I got myself a set of Jabra Evolve 80 headphones with Active Noise Cancellation (ANC) technology.

These ‘cans’ are over the ear (as opposed to ‘on ear’) so they completely cover my poor lug-holes. Once I switch on the ANC function, it drowns out a good proportion of all background noise.

As Jabra notes, “You can switch on active noise-cancellation to virtually eliminate low-frequency sounds, such as the hum of air conditioning. Active noise-cancellation uses advanced microphones to monitor and counter ambient noise. All Jabra USB headsets and speakerphones work with all the most popular online voice call services. [The product] works straight out of the box with all leading UC systems and the 3.5 mm jack lets you connect to a PC, smartphone, tablet, or any other personal device.”

Is it enough to drown out a helicopter passing by my window 50 feet away?

With ANC switched on and Absolute Classic Rock playing, yes, for the most part.

How ANC works

Paradoxically, Active Noise Cancellation (ANC) technology was originally created for airplane pilots to improve their comfort on long flights.

As the Guardian notes here, “ANC works by using microphones to pick up low-frequency noise and neutralise it before it reaches the ear. The headset generates a sound that’s phase-inverted by 180 degrees to the unwanted noise, resulting in the two sounds cancelling each other out.”

Aircraft jet engines create somewhere between 75 to 80 dB of noise inside an aircraft cabin — and most ANC headphones including this Jabra unit generate what is known as ‘destructive interference’ ranges between 20 and 45 dB, so you’re never going to drown out a full helicopter effect really.

Plus also, ANC is more efficient against low-frequency sounds.
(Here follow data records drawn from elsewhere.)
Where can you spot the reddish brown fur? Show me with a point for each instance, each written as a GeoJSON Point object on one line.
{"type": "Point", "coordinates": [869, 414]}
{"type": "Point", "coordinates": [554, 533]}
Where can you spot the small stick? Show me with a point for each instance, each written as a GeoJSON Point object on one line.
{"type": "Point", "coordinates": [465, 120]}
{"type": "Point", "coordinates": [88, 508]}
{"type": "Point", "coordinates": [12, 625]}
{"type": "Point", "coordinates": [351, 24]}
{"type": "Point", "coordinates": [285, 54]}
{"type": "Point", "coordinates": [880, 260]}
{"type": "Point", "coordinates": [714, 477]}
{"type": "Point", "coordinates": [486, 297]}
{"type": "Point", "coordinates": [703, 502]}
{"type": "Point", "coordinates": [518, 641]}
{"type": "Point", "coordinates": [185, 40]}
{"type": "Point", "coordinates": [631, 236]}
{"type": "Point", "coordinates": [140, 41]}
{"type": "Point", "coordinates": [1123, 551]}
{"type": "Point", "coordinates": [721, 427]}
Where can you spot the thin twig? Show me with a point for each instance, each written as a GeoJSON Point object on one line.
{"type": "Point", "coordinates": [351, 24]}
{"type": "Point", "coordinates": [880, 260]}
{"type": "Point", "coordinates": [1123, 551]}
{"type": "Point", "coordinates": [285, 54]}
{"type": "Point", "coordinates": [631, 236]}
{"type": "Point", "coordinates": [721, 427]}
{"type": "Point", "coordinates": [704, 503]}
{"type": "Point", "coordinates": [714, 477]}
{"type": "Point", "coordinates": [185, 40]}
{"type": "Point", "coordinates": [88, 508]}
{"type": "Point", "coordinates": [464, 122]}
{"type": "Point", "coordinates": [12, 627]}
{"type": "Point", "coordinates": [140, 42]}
According to a Wikipedia, to prevent higher-frequency noise from reaching the ear, most noise-cancelling headphones depend on soundproofing.

“Higher-frequency sound has a shorter wavelength and cancelling this sound would require locating devices to detect and counteract it closer to the listener’s eardrum than is currently technically feasible or would require digital algorithms that would complicate the headphone’s electronics,” notes this post.

The fun part, well, for me, is that the Jabra headset I went for has a fancy swivel around microphone for webchats and calls – so I do look amusingly rather like a helicopter pilot sat at my desk writing this up.

The moral of this story is, if you live next to a heliport and it’s the hottest summer on record, then you had better get hold of some noise cancellation technology and you had better like 90s ‘grunge’, alternative rock and heavy metal.